Marie-Lou Hébert fait partie des élèves qui participent au projet de robotique supervisé par l'enseignant Jacques Lapointe à l'école de la Ruche à Magog. On la voit en compagnie de Hugo Marcotte, conseiller pédagogique en sciences

Un robot fabriqué à La Ruche de Magog

Les élèves qui participent au projet de robotique supervisé par l'enseignant Jacques Lapointe à Magog sont la preuve vivante que les adolescents d'aujourd'hui ne correspondent pas tous aux stéréotypes habituellement accolés aux jeunes de 12 à 17 ans. L'engagement ne leur fait pas peur.
Enseignant en sciences à l'école secondaire de la Ruche, M. Lapointe a inscrit un groupe de 15 élèves provenant de cet établissement scolaire à la compétition de robotique FIRST. Il s'agit d'une première à la Ruche.
Afin de participer à cette compétition reconnue, le groupe d'élèves doit construire un robot capable de lancer un ballon avec une certaine précision et d'attraper un objet au vol. Les participants au projet ont commencé à travailler ensemble en septembre dernier, mais la construction du robot s'est réellement amorcée au début du mois de janvier.
Le groupe formé par Jacques Lapointe participera en mars à un grand rassemblement auquel prendront part 42 écoles à Montréal. À cette occasion, des équipes de robots s'affronteront dans le cadre d'un jeu de ballon inventé par les organisateurs.
«Ce projet représente un énorme défi pour nos jeunes, affirme M. Lapointe. Beaucoup d'apprentissages sont effectués par les élèves, que ce soit en informatique, en électricité, en pneumatique, en mécanique, en dessin industriel ou robotique. En plus, ils développent leurs habiletés sociales et leur sens de l'engagement.»
«J'ai appris à couperdu bois et du métal avec des machines. Comme fille, c'est rare qu'on utilise des outils comme des perceuses...»
Avant les fêtes, les jeunes du groupe parascolaire se rencontraient déjà régulièrement, mais la fréquence des rencontres a augmenté en janvier. Les participants au projet consacrent plus de 15 heures par semaine à la construction du robot depuis le début de 2014.
«Dans ce genre de projet, on manque toujours de temps», lance Jacques Lapointe, qui est déjà prêt à répéter l'expérience l'an prochain malgré l'importance de la tâche à accomplir.
Stimulant
Appartenant au groupe, Sarah-Lou Niggebrugge a décidé de prendre part à ce projet en partie pour accroître ses habiletés manuelles. «J'ai appris à couper du bois et du métal avec des machines. Comme fille, c'est rare qu'on utilise des outils comme des perceuses ou autres», indique l'adolescente.
Sarah-Lou confie attendre avec impatience la compétition qui se déroulera en mars à Montréal. «On va sûrement trouver de l'inspiration là-bas», croit-elle.
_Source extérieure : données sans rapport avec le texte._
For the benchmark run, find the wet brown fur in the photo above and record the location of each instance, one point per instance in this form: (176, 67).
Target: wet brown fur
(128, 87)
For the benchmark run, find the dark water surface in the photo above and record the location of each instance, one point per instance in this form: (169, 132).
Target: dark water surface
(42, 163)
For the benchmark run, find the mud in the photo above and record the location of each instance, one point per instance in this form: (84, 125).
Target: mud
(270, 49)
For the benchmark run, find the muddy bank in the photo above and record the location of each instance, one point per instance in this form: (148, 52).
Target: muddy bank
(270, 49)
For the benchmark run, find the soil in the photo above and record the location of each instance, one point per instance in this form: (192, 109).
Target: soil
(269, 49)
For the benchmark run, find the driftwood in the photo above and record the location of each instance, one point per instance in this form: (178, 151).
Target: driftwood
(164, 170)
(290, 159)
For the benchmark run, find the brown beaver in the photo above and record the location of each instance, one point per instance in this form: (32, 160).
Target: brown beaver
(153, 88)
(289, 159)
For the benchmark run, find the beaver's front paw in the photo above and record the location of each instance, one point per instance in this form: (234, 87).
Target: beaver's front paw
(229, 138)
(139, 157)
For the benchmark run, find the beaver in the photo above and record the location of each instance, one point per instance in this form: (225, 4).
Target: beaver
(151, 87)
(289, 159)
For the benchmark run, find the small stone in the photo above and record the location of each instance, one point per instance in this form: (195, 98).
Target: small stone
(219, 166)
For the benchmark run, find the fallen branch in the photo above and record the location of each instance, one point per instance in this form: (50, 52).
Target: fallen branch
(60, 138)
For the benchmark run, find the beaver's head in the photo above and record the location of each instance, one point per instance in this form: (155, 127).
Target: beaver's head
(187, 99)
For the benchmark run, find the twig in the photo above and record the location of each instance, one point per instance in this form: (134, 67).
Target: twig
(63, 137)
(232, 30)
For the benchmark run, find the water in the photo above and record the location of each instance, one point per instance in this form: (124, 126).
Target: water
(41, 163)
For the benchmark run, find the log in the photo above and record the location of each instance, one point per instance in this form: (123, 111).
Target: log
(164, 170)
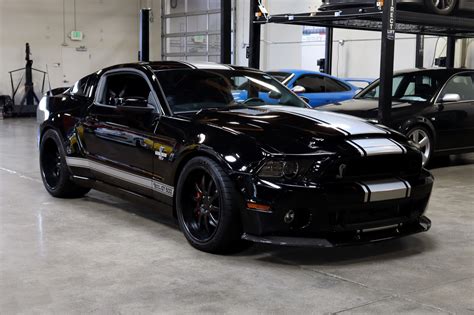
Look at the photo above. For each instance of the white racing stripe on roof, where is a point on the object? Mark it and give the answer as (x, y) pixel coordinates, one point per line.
(349, 124)
(209, 66)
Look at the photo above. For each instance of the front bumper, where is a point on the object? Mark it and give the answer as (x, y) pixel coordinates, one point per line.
(334, 214)
(345, 239)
«C'est une expérience plus intéressante que je le pensais, affirme pour sa part son collègue Gaël Chevalier. Le défi qu'on doit relever m'a surpris. Je le trouve passionnant.»
Gaël note qu'il consacre de nombreuses heures par semaine au projet. «Je savais qu'il faudrait donner du temps. Ça ne me dérange pas. Je réussis à faire mes devoirs quand même», assure celui qui aspire à devenir programmeur.